How to solve the 502 problem encountered when using nginx's ingress 07/09 Update SLTechnology News&Howtos

How to solve the 502 problem encountered when using nginx's ingress

2025-07-09 Update From: SLTechnology News&Howtos shulou NAV: SLTechnology News&Howtos > Servers >

Shulou(Shulou.com)05/31 Report--

Today, the editor will share with you the relevant knowledge points about how to solve the 502 problem encountered when using nginx's ingress. The content is detailed and the logic is clear. I believe most people still know too much about this knowledge, so share this article for your reference. I hope you can get something after reading this article.

Enable keep-alive,502 response increase

There is a bug in versions prior to nginx-ingress-controller 0.20. Instead of clearing "Connection: close" in the request when keep-alive is enabled, the configuration template nginx.tmpl adds the request header to all http requests forwarded to upstream:

Image

It should be

Image

Because of the existence of this bug, the http communication between keep-alive,nginx and pod is still a short connection even if it is configured in config-map before 0.20, and a connection is established every time a request is made. Connection utilization is inefficient, and a large number of connections are in the time-wait state, wasting a limited number of local ports.

When we found the problem, we fixed it in time, and then the problem came.

The request log of nginx shows that after the keep-alive takes effect, the number of 502responses increases, and most business systems are insensitive to this, but some systems frequently alarm due to the 502responses, and these systems do not encounter 502responses before the keep-alive takes effect.

The investigation begins.

502 response proportion is very small, and the timing is unknown, at first there is no clue. By flipping through the nginx log and analyzing some messages crawled, it is found that when 502 response occurs, nginx immediately receives the RST message after forwarding the request to upstream: the connection is disconnected by pod.

Keep-alive is specified in the request forwarded by Nginx to Pod, and the connection lasts for a long time. There have been many requests back and forth, so why is the connection suddenly disconnected by Pod?

After all kinds of wishful thinking, the target is the business system running in Pod. The business system running in Pod is a tomcat service, and tomcat itself is a request broker software.

In fact, the request initiated by the client goes through two proxies, first by nginx to tomcat in Pod, and second by tomcat to the process that processes the request.

When you look through tomcat's configuration manual, you find that tomcat has several configurations similar to nginx, which specify the idle timeout for persistent connections (keepAliveTimeout) and the maximum number of requests in persistent connections (maxKeepAliveRequest).

Image

Coincidentally, the default values for these two configuration items are the same as those for similar configurations in nginx, disconnecting after the connection is idle for 60 seconds, and disconnecting after the number of requests in the connection reaches 100. So the question is, who will disconnect nginx or tomcat first?

Judging from the captured messages, sometimes the tomcat was disconnected first, and the nginx still forwarded the request with hindsight. As a result, it received the RST gift package and then responded to 502. The 502 error code means that unexpected data has been returned upstream.

Then we analyzed another python service with the same problem, which does not listen directly to the port to handle requests, but uses Gunicorn proxies. Check the default configuration of Gunicorn, even more exaggerated, its connection idle timeout is 2 seconds!

When analyzing the messages of the python service, I still wonder why its connection is disconnected so quickly. For a time, we doubted the previous hypothesis until we found that its default timeout was 2 seconds: the message showed that the connection was actively disconnected by the Pod side after 2 seconds of idle.

Image

To prevent Pod from disconnecting first, it is simple to make the relevant configuration in nginx smaller than the relevant configuration of the agent software in Pod. For example, if the maxKeepAliveRequest of tomcat is 100, then configure 99 in nginx to ensure that the connection is actively disconnected by nginx.

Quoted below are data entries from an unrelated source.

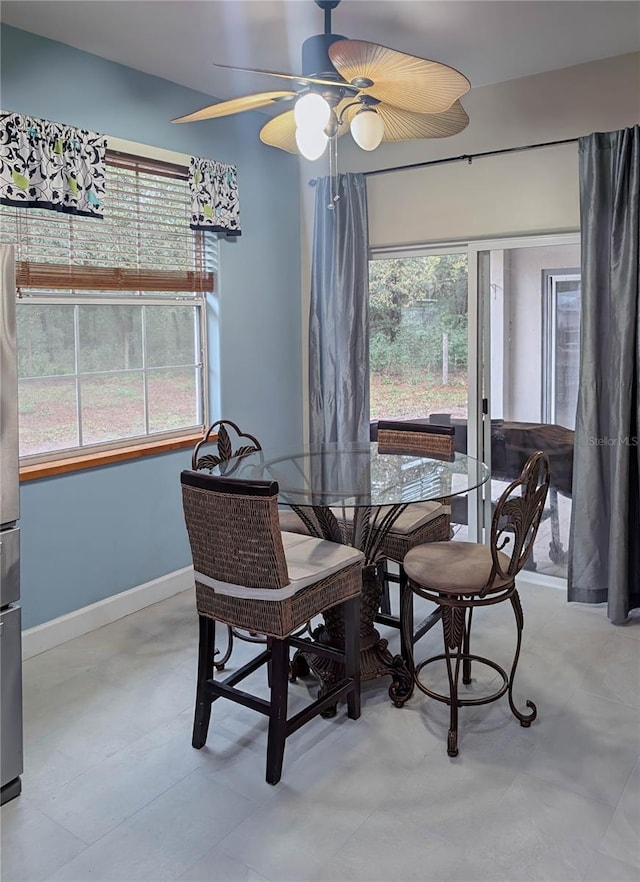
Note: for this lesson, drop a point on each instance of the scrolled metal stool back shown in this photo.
(217, 435)
(517, 517)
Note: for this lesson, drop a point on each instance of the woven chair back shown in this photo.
(222, 441)
(517, 517)
(234, 530)
(416, 439)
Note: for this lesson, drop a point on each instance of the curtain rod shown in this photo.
(468, 156)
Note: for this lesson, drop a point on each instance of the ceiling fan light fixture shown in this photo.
(367, 128)
(311, 111)
(312, 142)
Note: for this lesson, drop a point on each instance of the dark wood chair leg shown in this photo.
(352, 654)
(406, 620)
(385, 597)
(276, 738)
(221, 662)
(206, 652)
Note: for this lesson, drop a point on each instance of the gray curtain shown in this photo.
(338, 324)
(604, 562)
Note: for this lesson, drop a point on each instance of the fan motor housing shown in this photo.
(315, 56)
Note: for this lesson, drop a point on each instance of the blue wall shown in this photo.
(96, 533)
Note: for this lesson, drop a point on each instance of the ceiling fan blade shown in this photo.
(405, 81)
(303, 81)
(281, 130)
(403, 125)
(237, 105)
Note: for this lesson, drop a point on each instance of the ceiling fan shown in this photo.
(377, 93)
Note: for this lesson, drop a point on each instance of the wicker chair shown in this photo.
(250, 574)
(221, 442)
(420, 522)
(460, 576)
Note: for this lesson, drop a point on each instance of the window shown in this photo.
(561, 345)
(110, 315)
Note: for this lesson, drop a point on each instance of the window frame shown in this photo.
(550, 278)
(44, 464)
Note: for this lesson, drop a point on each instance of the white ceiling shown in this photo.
(487, 40)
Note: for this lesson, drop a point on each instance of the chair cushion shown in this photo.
(416, 515)
(453, 567)
(309, 560)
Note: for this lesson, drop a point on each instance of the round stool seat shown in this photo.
(455, 568)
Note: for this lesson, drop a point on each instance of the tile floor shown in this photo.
(113, 790)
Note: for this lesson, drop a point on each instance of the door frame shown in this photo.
(479, 295)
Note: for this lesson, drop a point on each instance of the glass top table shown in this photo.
(353, 493)
(358, 475)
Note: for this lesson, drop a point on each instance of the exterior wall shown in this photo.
(93, 534)
(523, 300)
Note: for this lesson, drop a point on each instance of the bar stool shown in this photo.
(461, 576)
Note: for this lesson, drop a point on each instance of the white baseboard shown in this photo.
(88, 618)
(532, 579)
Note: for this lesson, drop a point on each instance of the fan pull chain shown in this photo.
(333, 172)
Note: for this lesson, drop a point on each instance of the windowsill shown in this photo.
(83, 461)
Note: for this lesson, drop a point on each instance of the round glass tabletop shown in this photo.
(354, 475)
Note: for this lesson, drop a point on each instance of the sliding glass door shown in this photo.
(528, 292)
(423, 343)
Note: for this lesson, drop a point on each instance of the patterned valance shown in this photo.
(214, 196)
(49, 165)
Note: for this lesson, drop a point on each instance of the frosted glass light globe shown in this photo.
(311, 111)
(367, 129)
(311, 142)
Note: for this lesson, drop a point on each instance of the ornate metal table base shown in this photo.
(375, 658)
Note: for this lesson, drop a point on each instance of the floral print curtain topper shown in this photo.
(49, 165)
(214, 196)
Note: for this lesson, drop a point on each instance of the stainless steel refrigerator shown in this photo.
(10, 626)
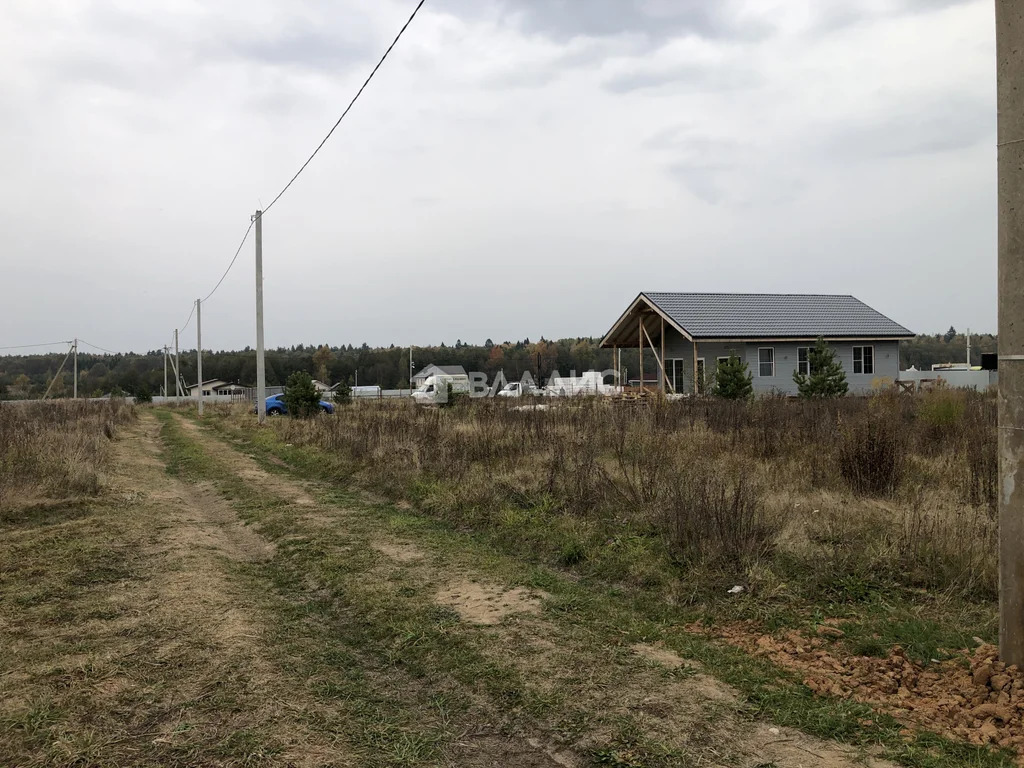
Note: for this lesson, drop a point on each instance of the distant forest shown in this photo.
(29, 376)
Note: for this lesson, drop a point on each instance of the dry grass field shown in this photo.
(496, 585)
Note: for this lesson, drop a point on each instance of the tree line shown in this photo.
(29, 376)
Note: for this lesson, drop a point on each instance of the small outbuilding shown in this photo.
(432, 370)
(689, 334)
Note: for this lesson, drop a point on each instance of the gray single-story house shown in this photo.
(432, 370)
(688, 334)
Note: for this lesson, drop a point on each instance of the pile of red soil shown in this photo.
(974, 697)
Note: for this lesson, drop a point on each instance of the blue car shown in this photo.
(275, 406)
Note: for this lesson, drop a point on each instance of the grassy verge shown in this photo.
(609, 615)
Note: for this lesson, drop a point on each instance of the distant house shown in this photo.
(689, 334)
(433, 370)
(215, 386)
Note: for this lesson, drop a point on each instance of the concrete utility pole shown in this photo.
(199, 352)
(260, 361)
(177, 370)
(1010, 100)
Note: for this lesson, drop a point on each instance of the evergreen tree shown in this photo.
(301, 397)
(733, 381)
(826, 378)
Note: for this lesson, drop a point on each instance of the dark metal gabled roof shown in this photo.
(752, 315)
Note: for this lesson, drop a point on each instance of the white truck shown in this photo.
(435, 388)
(590, 382)
(518, 389)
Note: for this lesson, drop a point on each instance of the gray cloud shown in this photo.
(655, 19)
(837, 16)
(704, 77)
(936, 125)
(309, 47)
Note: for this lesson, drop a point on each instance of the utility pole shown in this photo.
(1010, 142)
(199, 352)
(177, 370)
(260, 361)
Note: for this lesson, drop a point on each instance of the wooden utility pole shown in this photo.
(1010, 100)
(177, 370)
(260, 359)
(199, 352)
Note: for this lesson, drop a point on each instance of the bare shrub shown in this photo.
(718, 518)
(864, 492)
(871, 452)
(57, 448)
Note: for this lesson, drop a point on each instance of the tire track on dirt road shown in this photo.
(593, 699)
(162, 663)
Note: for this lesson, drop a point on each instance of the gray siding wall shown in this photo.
(886, 361)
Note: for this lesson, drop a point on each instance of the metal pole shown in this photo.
(641, 352)
(1010, 101)
(199, 353)
(260, 361)
(177, 370)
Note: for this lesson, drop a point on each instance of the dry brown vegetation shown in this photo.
(56, 450)
(838, 498)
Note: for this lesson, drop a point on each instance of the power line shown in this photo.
(181, 330)
(350, 103)
(46, 344)
(233, 259)
(101, 349)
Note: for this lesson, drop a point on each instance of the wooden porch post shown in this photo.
(640, 329)
(696, 388)
(664, 377)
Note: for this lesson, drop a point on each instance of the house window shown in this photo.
(804, 360)
(675, 372)
(863, 360)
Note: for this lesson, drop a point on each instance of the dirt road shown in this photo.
(249, 617)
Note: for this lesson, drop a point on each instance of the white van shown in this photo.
(434, 388)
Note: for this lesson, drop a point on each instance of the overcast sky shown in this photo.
(517, 168)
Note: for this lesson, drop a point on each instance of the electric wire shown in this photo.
(233, 259)
(45, 344)
(94, 346)
(350, 103)
(308, 160)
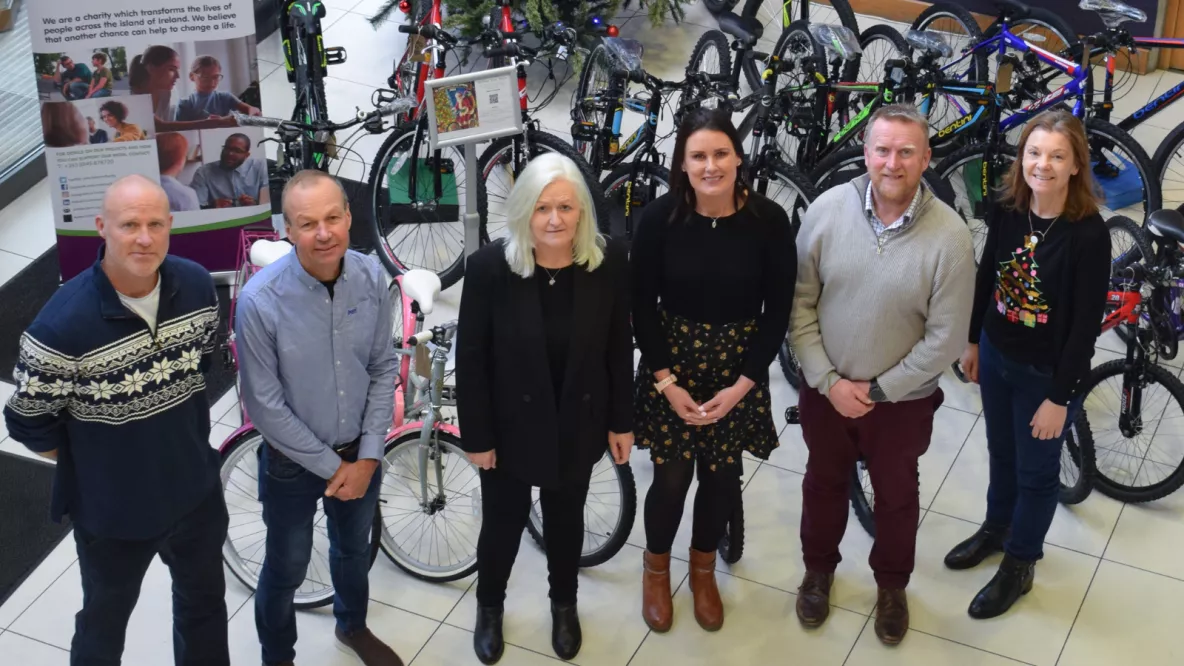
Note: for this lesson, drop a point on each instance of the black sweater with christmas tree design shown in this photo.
(1042, 303)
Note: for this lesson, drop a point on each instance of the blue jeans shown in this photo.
(1025, 472)
(289, 494)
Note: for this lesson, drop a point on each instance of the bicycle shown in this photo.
(1126, 390)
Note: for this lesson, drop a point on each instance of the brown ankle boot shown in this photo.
(657, 608)
(708, 606)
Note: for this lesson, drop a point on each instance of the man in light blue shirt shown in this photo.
(319, 369)
(235, 179)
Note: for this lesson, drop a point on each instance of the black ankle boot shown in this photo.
(1010, 582)
(487, 638)
(565, 631)
(985, 542)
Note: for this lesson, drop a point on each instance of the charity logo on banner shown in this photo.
(149, 87)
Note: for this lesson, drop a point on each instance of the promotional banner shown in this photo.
(149, 87)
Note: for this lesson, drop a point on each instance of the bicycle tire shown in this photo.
(1118, 488)
(613, 186)
(1100, 133)
(229, 454)
(1079, 446)
(451, 446)
(619, 532)
(710, 40)
(451, 268)
(540, 142)
(731, 548)
(596, 62)
(1171, 146)
(976, 69)
(862, 498)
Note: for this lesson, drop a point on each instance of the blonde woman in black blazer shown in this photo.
(544, 380)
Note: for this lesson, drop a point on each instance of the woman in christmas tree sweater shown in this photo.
(1038, 303)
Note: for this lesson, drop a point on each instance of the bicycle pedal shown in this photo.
(334, 55)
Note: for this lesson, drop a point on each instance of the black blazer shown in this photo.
(504, 394)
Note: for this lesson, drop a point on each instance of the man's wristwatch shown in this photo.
(876, 394)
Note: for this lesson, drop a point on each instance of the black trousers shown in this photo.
(504, 510)
(114, 569)
(713, 504)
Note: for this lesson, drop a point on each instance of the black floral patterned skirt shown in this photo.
(706, 358)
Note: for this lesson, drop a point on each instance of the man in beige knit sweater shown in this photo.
(886, 276)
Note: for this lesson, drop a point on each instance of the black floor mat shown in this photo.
(26, 532)
(24, 295)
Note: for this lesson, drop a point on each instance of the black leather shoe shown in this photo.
(565, 631)
(1010, 582)
(487, 638)
(971, 552)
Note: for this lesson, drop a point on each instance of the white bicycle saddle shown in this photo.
(264, 253)
(423, 287)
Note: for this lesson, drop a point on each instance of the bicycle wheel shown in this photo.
(962, 171)
(863, 498)
(425, 230)
(1124, 172)
(1076, 461)
(1134, 418)
(960, 31)
(432, 536)
(497, 170)
(609, 512)
(777, 15)
(248, 535)
(1169, 168)
(628, 196)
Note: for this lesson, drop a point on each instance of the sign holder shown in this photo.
(468, 109)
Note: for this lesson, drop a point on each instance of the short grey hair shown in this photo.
(901, 113)
(304, 178)
(587, 249)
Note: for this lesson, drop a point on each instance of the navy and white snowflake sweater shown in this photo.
(124, 407)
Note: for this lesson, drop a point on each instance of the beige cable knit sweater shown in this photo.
(895, 313)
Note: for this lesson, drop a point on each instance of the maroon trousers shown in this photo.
(890, 439)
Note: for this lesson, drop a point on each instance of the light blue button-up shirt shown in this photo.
(317, 371)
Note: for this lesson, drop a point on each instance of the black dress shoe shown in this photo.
(565, 631)
(971, 552)
(1010, 582)
(487, 638)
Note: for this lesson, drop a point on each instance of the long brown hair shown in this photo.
(1083, 196)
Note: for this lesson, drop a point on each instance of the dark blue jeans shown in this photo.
(1025, 472)
(289, 494)
(113, 571)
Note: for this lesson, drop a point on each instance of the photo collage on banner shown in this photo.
(149, 87)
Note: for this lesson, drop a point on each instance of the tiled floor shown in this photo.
(1111, 589)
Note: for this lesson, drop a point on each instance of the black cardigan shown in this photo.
(504, 392)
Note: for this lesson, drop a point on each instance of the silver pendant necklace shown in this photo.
(552, 275)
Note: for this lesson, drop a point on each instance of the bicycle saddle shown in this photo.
(837, 39)
(1168, 223)
(746, 30)
(423, 287)
(928, 42)
(264, 253)
(624, 53)
(1113, 13)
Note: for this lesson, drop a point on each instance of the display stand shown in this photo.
(468, 109)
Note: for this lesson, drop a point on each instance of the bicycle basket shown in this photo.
(624, 53)
(837, 39)
(928, 42)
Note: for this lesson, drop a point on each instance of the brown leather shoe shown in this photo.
(367, 647)
(657, 608)
(892, 616)
(708, 606)
(814, 599)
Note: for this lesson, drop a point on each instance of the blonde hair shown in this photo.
(587, 249)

Here is only a rough description of the original, check the survey records at that time, and click "read the original text".

In addition, there is a problem with 504, which is actually caused by the misconfiguration of kube-apiserver, which causes the endpoints not to be updated in time, which in turn causes the configuration file of nginx not to be updated.

The IP address in Nginx's upstream configuration no longer exists or has been assigned to another Pod, causing the client to receive a response of 504 or a response from another service.

These are all the contents of this article entitled "how to solve the 502 problems encountered when using nginx's ingress". Thank you for reading! I believe you will gain a lot after reading this article. The editor will update different knowledge for you every day. If you want to learn more knowledge, please pay attention to the industry information channel.

Welcome to subscribe "Shulou Technology Information " to get latest news, interesting things and hot topics in the IT industry, and controls the hottest and latest Internet news, technology news and IT industry trends.

*The comments in the above article only represent the author's personal views and do not represent the views and positions of this website. If you have more insights, please feel free to contribute and share.